Lo and behold, it's a year later and I'm running 20-25 miles a week. I still get sore knees, they're still stiff, they still creak...but they did all that when I wasn't running. In fact, they did it MORE when I wasn't running. And the net effect of running has actually been positive. I've lost QUITE a bit of weight, which really takes a load (literally) off my knees. I've increased the strength of all the muscles in my legs, which helps stabilize my knees and helps prevent further injury. And then there's the benefit to my cardiovascular system.

Yes, traditional party line is don't run if you have bad knees. But there's more and more evidence coming out that running doesn't cause arthritis (as has been the theory till now), and some hints that regular high impact activity actually is beneficial to the joints (perhaps your body realizes that the joints are getting used, so it better maintain them!). I pay attention to the science, because it's my job AND because it directly affects my health, and there's no definitive answer yet, so of course I'd defer to your doctor's advice, but wanted to share my experience. Good luck!
post #12 of 14
i absolutely agree that shoes make the world of difference. my knees used to hurt when i started running again, but i was simply wearing terrible shoes!! i have pronation issues, so i needed specific shoes to support my feet properly. i now wear brooks running shoes (although there are many excellent brands, this is the best for my foot) and i can run long distances with no issues. they have a very helpful video and test on their website to help with running form and addressing what your problems may be. go to an actual running store and they will help you find the best shoe.

if you decide to run, i'd start off slow and steady, take days off in-between runs, stretch before and after, and focus on distance instead of speed in the beginning (i.e. try to run for 5 minutes, walk for 2, etc...as opposed to hauling butt and injuring yourself, ykwim?). hth.
post #13 of 14
Thread Starter 
Thank you all so much. Honestly. It means so much to me. Its so helpful and I gotta tell ya - I feel loved! Its nice to know there are sweet people out there to take the time to help. Thank you!!!!

I've run three days (doing couch 2 5k so veeeeery easy and slow) and my knees hurt. I'm trying to figure out 'where' they hurt. It seems like inside/under. So I plan to go get new shoes and will tell them this.

doctorjen/everyone - thank you for the link! Funny because I searched that website and didn't find anything. The article looks good. I learned about Motion Control shoes and will look into them. I already have custom made insoles for planters faciatis (sp?). The article is a great resource, thank you!

Viola - yeah I can walk fast... but for some reason its just not the same. I do enjoy walking (went for 4 miles today and plan to do the same tomorrow AM) but running was my meditation and I just loved it. I also enjoy biking and is obviously less impact but I don't love biking here in Austin. I used to live in DC and there were soooo many beautiful trails and Rock Creek park. I enjoyed that a lot (closer to nature, away from traffic, I'd leave right from my house and end up in a little town to get lunch or something. Miss that). But I will continue to walk and bike.

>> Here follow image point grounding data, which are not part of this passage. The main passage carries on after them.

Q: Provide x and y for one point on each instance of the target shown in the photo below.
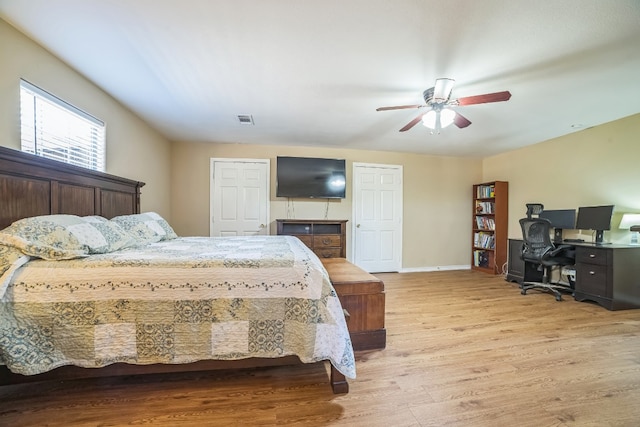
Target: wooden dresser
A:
(362, 297)
(327, 238)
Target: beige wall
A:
(590, 167)
(134, 150)
(596, 166)
(437, 196)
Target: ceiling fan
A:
(438, 98)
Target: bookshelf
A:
(490, 226)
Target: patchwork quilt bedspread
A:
(175, 301)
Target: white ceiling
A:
(312, 73)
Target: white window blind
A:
(53, 128)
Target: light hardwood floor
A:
(463, 349)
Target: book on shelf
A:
(484, 240)
(485, 223)
(485, 207)
(485, 191)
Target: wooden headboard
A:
(31, 185)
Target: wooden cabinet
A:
(608, 275)
(327, 238)
(490, 226)
(362, 296)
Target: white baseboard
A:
(435, 268)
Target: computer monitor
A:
(560, 219)
(596, 218)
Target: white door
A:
(377, 217)
(239, 197)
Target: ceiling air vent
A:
(245, 119)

Thank you all! So great to hear too that its possible to run with 'weaker' knees. It can be done! =) Just what I was hoping to hear!

Two more questions have come up for me.

1. Is there a resource for proper running form? I looked and didn't see anything. I've heard you should run on your tippy toes? Is that true?

2. Does anyone have good strengthening exercises for knees?

Happy New year to all!
post #14 of 14
Totally agree- I run for fun and had some knee issues at first a few years ago. I'd encourage a trip to a sports medicine doc. I went when I was having trouble and he easily diagnosed me as having a simple muscle imbalance.

Knee problems are often because the hamstrings are stronger than the quads or vice versa. In my case, when I go to the gym to lift weights (2-3 times a week), I do a whole leg press and then an additional quad press and avoid the hamstring curl. Focusing that little extra effort on my quads has completely eliminated any knee pain I had and I'm SO glad that I saw the sports med guy or I never would have figured that out.